US Fed expected to announce stimulus slowdown

WASHINGTON: Many investors expect the U.S. Federal Reserve to announce a shift in course Wednesday and take its first step toward slowing the economic stimulus it has supplied since the financial crisis and the Great Recession swept through the economy five years ago.


What investors don't want are surprises when the U.S. central bank meets. It's assumed the Fed will change course carefully, with a small cut in its monthly Treasury and mortgage bond purchases _ from $85 billion to perhaps $75 billion.

Those purchases have helped keep long-term loan rates ultra-low to encourage borrowing and spending. The Fed is also expected to stress that while it's slowing its bond purchases, it plans no change anytime soon in its benchmark short-term rate. It's kept that rate at a record low near zero since 2008.

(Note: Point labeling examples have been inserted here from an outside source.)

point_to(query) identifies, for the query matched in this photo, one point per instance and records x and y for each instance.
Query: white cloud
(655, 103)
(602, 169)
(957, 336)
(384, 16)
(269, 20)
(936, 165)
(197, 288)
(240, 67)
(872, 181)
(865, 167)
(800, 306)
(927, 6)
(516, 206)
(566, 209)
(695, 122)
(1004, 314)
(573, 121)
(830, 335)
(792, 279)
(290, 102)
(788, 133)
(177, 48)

Investors will be watching for anything the Fed says about this rate, which affects rates on countless business and consumer loans.

There are four key events to look out for Wednesday: a statement the Fed will issue when its two-day meeting ends; the Fed's updated economic outlook; one of Chairman Ben Bernanke's last news conferences before his term ends in January; and the reaction of investors.

The Fed's end-of-meeting statement is where it would announce its first slowdown in bond purchases. Many economists expect the cut to come entirely from the Fed's $45 billion a month in Treasury bond purchases.

That would leave untouched its $40 billion a month in mortgage bond purchases. The reasoning is that mortgage bond buying is intended to keep downward pressure on mortgage rates.

The Fed likely doesn't want to diminish its support for the housing market, whose gradual but steady comeback has been a pillar for the U.S. economic recovery. The statement is also where the Fed could strengthen its commitment to keep its key short-term rate at a record low.

In December, the Fed began saying it expects to keep this rate near zero at least until unemployment falls to 6.5 percent _ as long as the inflation outlook remains mild.

Unemployment is now 7.3 percent. And in the past 12 months, consumer prices are up 1.5 percent, below the Fed's 2 percent inflation target.

The Fed will also update its economic outlook Wednesday, based on individual forecasts of board members and regional bank presidents.

It's likely to downgrade its outlook as it takes account of reality: The U.S. economy hasn't grown as fast this year as the Fed had expected. In their previous forecast three months ago, Fed officials predicted that the economy would grow between 2.3 percent and 2.6 this year and between 3 percent and 3.5 percent next year.

Most economists think the economy will have grown 2 percent _ at best _ this year and roughly 2.6 percent next year. The Fed will update its forecasts for unemployment and inflation, too. Besides updating its outlook for 2013, 2014 and 2015, the Fed will offer its first economic predictions for 2016.

These numbers will be watched for any hint that the Fed has grown more or less optimistic. Bernanke's news conference will be a major event, as it is his next-to-last news conference as chairman before his term ends Jan. 31.

Early this week, Lawrence Summers withdrew from consideration for the chairman's job, leaving the Fed's vice chair, Janet Yellen, as the leading candidate. President Barack Obama could announce his choice later this month. As always, Bernanke will use his news conference to try to clarify any decisions the Fed announces.

At his June news conference, he said the slowdown in bond purchases would likely start before year's end and be completed by mid-2014. He stressed that any Fed moves to scale back its support would depend on how the economy fares.

But investors responded in panic to the prospect that the Fed would soon reduce its support for the economy. The Dow Jones industrial average sank 560 points in two days. Investor response to a pullback in bond purchases is expected to be mild if the Fed announces a slight reduction of around $10 billion a month.

That's particularly true if the Fed balances its move by underscoring its commitment to keep its benchmark rate low far into the future. If the Fed surprises everyone and decides against trimming its bond purchases at all, the markets may just rally.